Türkiye’mizin 17 farklı yerinde öğrencilik, işçilik, öğretmenlik yaptım. O, evinde duran, yeri ev olan erkek ve kadınların; hazin, acıklı, perişan, rezil hallerini gördüm. Ev yok, tuvalet yok, banyo yok, evinde su yok! Sebze, meyve yetiştirememiş. Yetiştirdiği nohudu bile yemek yapamıyor. Alüminyum tabak içine koyup, sadece su koyuyor. Kuzine fırınına bırakıyor. Patates yemeği yapamıyor. Türkçe hiç bilmiyor. Okur- yazarlık sıfırdır. Köyden İlçeye hiç inmemiş. Bir köy halkı hep böyledir. Televizyonlarda o, bir milyar aç ne ise, onlarda onlara yakın durumdadır. Bu açlar, sefalette olanlar, ancak terör örgütlerine, fitne, fesat odaklarına çokça, bolca eleman doğurmaktadırlar. Devletin, milletin düzenini, nizamını, intizamını bozmaktadırlar.
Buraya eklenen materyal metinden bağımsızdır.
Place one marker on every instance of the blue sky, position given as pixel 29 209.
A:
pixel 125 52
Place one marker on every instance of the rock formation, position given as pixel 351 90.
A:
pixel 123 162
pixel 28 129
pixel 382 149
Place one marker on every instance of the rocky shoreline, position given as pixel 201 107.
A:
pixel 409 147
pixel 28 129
Kadın ve erkek, herkese ilim öğrenmek farzdır. Dinimizin İlahi kutsal kitabı hep ilim, bilim, bilgi edinmeyi emrediyor. “Oku!” diyor. Peygamberimiz, “Suffe okullarını” açmış. Orada dini ve akli ilimleri öğretmiş. Hala bu düşman uşakları, tutsakları, köleleri, esirleri ilim düşmanlığı yapıyor. 9 yaşındaki kız çocuğu evlendir, diyor. Ama kendi bu dediklerini yapmıyor. Demek ki, düşman dayatması olarak it havlıyor.
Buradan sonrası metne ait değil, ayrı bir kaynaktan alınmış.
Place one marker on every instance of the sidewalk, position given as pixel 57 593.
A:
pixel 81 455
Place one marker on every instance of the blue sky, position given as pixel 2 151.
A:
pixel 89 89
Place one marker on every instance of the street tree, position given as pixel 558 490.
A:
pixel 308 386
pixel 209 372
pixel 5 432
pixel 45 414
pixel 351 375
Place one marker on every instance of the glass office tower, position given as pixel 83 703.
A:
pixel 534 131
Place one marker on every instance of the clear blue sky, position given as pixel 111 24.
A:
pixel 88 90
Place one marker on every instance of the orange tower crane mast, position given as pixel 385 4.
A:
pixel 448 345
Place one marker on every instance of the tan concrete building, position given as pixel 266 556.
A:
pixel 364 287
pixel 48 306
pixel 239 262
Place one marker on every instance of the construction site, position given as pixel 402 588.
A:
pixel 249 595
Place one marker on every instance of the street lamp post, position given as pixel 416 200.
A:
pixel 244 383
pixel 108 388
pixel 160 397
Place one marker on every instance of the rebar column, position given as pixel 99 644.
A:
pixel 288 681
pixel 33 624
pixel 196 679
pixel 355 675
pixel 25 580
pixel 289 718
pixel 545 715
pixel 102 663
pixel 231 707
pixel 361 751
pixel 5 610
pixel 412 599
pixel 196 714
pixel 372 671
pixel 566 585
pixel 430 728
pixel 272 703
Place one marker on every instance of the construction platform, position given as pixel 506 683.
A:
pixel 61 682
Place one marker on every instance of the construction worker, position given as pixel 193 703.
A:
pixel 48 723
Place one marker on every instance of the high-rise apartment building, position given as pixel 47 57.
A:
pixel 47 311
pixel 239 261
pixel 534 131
Kadınlarımız; peygamberleri, velileri örnek almalı. Kur’ân’ı peygamberimiz gibi yaşamalı. Hazreti Asiye, Meryem, Rabia, Fatıma, Nefise, Hafsa, Meymune, Âmine, Zehra, Sümeyye, Rukiye, Fatma, Şahide Anne ve binlerce bilinen ve bilinmeyen âlâ hanım efendiler gibi olmalı. Allah cc. dostu hanımlar, hanımefendiler, âlâ hanımlar gibi olmalı.

                Hadis-i şerif: “ Kaza ( ve kader) ancak dua ile değişir. Ömrü ise ancak iyilik artırır.” Tirmizi, Kader,6

                Hadis: “ Kulun, Rabbine en yakın olduğu an, secde anıdır.”

                Hadis: “ Bir kimsenin mescitlere gidip, gelmeyi alışkanlık edindiğini; görürseniz, onun imanına tanık olunuz.”

                Yunus Emre: “ İlim, ilim bilmektir.

                İlim kendin bilmektir.

                Sen, kendini bilmezsin.

                Ya nice okumaktır? “

                Hacı Bayram Veli: “ Bayram özünü bildi.

                Bileni anda buldu.

                Bulan ol kendi oldu.

                Sen, seni bil, sen seni!”

                Zariyat 21. Ayet: “ İnancı tam olanlar için yeryüzünde ayetler (işaretler) vardır. Nefislerinizde de öyle; görmüyor musunuz? “

                Fussılet 53. Ayet: “ İnsanlara afakta (ufukta- âlemde- evrende) ve nefislerinde ayetlerimizi- işaretlerimizi göstereceğiz ki, onun hak- doğru olduğu onlara aşikâr- açık olsun.” 

                Ayetler: “ Sabredin.” “ Aceleci olmayın.” “ Kötülerin yanında olmayın.” “Namazsız olmayın.” “Sabah namazına özen gösterin.” “Sürekli tövbe halinde olun.” “Emrolunduğunuz gibi dosdoğru olun.”